Different types of proximity sensors are available to measure very small distances. Examples of proximity sensors include capacitance and optical gauges. These proximity sensors have serious shortcomings when used in photolithography systems because physical properties of materials deposited on wafers may impact the precision of these devices. For example, capacitance gauges, being dependent on the concentration of electric charges, can yield spurious proximity readings in locations where one type of material (e.g., metal) is concentrated. Another class of problems occurs when exotic wafers made of non-conductive and/or photosensitive materials, such as Gallium Arsenide (GaAs) and Indium Phosphide (InP), are used. In these cases, capacitance and optical gauges may provide spurious results.
U.S. Pat. No. 4,953,388, entitled Air Gauge Sensor, issued Sep. 4, 1990 to Andrew Barada (“'388 Patent”), and U.S. Pat. No. 4,550,592, entitled Pneumatic Gauging Circuit, issued Nov. 5, 1985 to Michel Deschape (“'592 Patent”), disclose an alternative approach to proximity sensing that uses an air gauge sensor. U.S. Pat. Nos. 4,953,388 and 4,550,592 are incorporated herein by reference in their entireties. These sensors use reference and measurement nozzles to emit an air flow onto reference and measurement surfaces and measure back pressure differences within the sensors to measure the distance between the measurement nozzle and the measurement surface.
Furthermore, principles of pneumatic gauging are discussed in Burrows, V. R., The Principles and Applications of Pneumatic Gauging, FWP Journal, October 1976, pp. 31-42, which is incorporated herein by reference in its entirety. An air gauge sensor is not vulnerable to concentrations of electric charges or electrical, optical and other physical properties of a wafer surface. Current semiconductor manufacturing, however, requires that proximity is gauged with high precision on the order of nanometers. Earlier versions of air gauge sensors, however, often do not meet today's lithography requirements for precision.

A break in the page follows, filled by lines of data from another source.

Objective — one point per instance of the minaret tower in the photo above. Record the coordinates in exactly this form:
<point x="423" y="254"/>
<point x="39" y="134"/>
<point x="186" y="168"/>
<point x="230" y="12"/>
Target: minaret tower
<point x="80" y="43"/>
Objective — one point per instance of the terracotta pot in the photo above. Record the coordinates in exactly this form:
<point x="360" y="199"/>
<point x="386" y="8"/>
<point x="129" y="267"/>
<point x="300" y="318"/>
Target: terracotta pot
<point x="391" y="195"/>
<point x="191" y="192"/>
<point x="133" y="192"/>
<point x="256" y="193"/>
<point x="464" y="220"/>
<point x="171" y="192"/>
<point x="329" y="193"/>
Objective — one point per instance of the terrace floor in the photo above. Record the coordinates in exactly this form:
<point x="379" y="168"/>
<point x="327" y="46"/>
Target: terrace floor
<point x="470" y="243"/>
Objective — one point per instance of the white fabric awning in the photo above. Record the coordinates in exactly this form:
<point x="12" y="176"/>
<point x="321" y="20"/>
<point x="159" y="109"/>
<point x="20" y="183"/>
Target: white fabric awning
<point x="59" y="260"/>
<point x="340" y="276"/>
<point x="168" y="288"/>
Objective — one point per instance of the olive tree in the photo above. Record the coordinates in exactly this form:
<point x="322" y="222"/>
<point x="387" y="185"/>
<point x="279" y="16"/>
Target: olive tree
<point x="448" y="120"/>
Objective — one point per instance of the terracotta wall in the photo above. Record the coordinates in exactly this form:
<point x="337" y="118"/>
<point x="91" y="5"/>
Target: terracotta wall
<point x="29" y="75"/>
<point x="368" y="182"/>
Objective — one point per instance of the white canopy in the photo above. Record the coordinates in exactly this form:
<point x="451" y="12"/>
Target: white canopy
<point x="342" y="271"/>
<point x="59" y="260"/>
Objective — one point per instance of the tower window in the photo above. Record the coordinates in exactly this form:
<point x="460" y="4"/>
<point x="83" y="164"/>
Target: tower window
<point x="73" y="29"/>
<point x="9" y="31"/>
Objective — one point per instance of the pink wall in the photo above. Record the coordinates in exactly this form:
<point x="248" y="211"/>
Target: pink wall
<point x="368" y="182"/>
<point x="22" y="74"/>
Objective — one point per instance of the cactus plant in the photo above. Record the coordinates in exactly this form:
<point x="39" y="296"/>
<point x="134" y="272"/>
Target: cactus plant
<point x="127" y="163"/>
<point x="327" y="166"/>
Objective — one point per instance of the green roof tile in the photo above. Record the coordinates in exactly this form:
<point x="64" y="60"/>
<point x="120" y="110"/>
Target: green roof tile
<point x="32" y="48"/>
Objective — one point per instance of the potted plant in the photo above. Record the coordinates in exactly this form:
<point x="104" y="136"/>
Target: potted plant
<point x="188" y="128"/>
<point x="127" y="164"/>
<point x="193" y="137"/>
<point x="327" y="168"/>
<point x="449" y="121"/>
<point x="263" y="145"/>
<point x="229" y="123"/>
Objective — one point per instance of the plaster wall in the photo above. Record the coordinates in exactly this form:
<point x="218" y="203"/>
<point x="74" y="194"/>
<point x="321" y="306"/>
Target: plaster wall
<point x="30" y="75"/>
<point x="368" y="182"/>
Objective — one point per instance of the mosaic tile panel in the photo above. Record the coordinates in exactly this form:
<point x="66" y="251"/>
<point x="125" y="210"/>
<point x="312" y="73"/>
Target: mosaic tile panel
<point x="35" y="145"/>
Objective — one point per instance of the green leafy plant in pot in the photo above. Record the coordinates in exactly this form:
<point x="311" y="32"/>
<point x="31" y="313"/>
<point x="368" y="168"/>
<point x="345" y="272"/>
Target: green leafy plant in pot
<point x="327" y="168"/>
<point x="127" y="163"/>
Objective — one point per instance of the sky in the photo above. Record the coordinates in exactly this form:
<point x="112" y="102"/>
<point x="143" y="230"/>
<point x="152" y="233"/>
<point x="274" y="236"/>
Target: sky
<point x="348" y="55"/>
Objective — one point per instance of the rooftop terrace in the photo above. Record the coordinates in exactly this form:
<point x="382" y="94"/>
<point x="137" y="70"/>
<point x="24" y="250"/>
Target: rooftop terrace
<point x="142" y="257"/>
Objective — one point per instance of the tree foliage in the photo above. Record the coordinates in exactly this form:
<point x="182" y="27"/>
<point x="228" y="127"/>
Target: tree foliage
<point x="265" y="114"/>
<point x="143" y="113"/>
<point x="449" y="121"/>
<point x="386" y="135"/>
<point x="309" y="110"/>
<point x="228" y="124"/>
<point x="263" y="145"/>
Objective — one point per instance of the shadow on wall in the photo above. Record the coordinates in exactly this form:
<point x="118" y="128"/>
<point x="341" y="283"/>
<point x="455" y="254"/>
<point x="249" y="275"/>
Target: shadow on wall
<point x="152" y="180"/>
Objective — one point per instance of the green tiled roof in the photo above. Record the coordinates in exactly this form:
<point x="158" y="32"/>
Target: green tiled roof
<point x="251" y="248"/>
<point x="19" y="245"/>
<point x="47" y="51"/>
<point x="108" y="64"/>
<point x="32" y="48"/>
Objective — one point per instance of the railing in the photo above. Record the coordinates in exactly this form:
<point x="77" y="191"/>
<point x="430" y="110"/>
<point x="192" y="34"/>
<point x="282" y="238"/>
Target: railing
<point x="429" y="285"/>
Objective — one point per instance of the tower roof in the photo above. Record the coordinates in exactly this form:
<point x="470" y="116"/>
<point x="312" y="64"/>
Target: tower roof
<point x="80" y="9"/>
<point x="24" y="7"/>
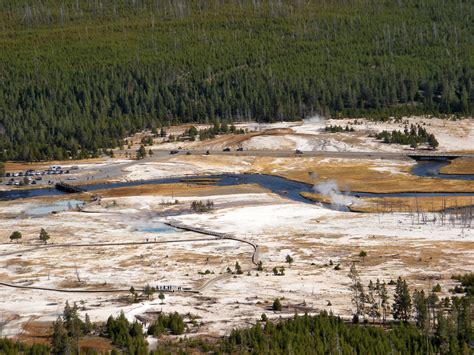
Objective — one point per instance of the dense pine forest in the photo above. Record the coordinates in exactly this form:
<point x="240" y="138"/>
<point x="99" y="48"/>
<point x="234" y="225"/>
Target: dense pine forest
<point x="77" y="76"/>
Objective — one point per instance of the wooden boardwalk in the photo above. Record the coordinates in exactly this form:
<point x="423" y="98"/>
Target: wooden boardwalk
<point x="62" y="186"/>
<point x="218" y="235"/>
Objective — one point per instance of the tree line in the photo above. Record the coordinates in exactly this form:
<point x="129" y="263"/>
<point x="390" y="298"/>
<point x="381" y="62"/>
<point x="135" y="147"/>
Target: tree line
<point x="79" y="76"/>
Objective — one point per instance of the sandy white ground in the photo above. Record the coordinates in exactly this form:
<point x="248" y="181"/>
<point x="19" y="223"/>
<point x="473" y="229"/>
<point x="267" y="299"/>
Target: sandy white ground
<point x="317" y="239"/>
<point x="309" y="135"/>
<point x="312" y="235"/>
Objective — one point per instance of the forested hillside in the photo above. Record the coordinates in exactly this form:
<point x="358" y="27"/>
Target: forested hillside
<point x="77" y="76"/>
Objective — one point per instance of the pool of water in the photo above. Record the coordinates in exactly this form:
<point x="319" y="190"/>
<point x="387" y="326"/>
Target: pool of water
<point x="278" y="185"/>
<point x="431" y="168"/>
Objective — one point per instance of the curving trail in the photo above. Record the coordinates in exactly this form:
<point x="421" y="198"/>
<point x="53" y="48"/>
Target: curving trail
<point x="219" y="236"/>
<point x="214" y="236"/>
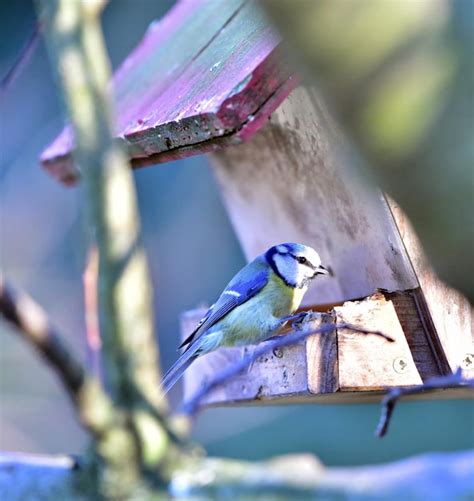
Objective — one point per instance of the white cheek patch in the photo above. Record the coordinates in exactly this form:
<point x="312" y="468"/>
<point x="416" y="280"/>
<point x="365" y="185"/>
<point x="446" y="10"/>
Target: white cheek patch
<point x="288" y="269"/>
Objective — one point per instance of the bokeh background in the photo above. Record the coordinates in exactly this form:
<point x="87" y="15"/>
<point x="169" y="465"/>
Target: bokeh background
<point x="192" y="252"/>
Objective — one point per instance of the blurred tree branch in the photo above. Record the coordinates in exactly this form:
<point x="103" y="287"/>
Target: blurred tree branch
<point x="455" y="380"/>
<point x="399" y="76"/>
<point x="33" y="324"/>
<point x="23" y="57"/>
<point x="135" y="451"/>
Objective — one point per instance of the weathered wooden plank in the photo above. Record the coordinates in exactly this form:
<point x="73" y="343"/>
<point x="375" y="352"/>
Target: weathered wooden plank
<point x="322" y="363"/>
<point x="278" y="374"/>
<point x="429" y="359"/>
<point x="336" y="366"/>
<point x="369" y="362"/>
<point x="209" y="71"/>
<point x="289" y="184"/>
<point x="450" y="313"/>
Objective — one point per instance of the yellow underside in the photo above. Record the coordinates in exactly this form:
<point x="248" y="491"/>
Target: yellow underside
<point x="256" y="319"/>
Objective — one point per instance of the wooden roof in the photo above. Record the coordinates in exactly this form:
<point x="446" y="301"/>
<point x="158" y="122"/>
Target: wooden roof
<point x="201" y="78"/>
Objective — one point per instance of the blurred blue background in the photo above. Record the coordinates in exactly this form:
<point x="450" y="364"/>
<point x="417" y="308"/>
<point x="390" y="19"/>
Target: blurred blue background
<point x="43" y="249"/>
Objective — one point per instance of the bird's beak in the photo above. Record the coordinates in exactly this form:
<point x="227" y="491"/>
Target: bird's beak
<point x="321" y="270"/>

Air gauges proximity sensors operate on the principle that changes in back pressure of a nozzle close to a surface can be set up to be proportional to changes in the distance to the surface. This process involves supplying pressurized air to the device, and then blowing that air out a nozzle and against the surface to be measured.
The resist used in microlithography are sensitive to the atmospheric environment. Often, the air needs to be specially conditioned in order to keep the resist in the proper chemical state. Additionally, the sensing systems (often interferometers) used to control the stages the wafers ride on can also be very sensitive to the content and temperature of the air they work in. Complex air conditioned supplies are developed to meet these needs inside microlithography equipment. Different wavelengths also require different chemical criteria, which can require altering a sensor's infrastructure.
The gas used within a gas gauge proximity sensor must be carefully conditioned so as not to interfere with the chemical or sensing systems. Maintaining the chemical and thermal properties of the gas can be difficult. Similar considerations and operational challenges impact proximity sensors used within immersion lithography systems.
What are needed are systems and methods for diminishing the challenges associated with maintaining the chemical and thermal properties of the gas or liquid used within a gas gauge or liquid flow proximity sensor.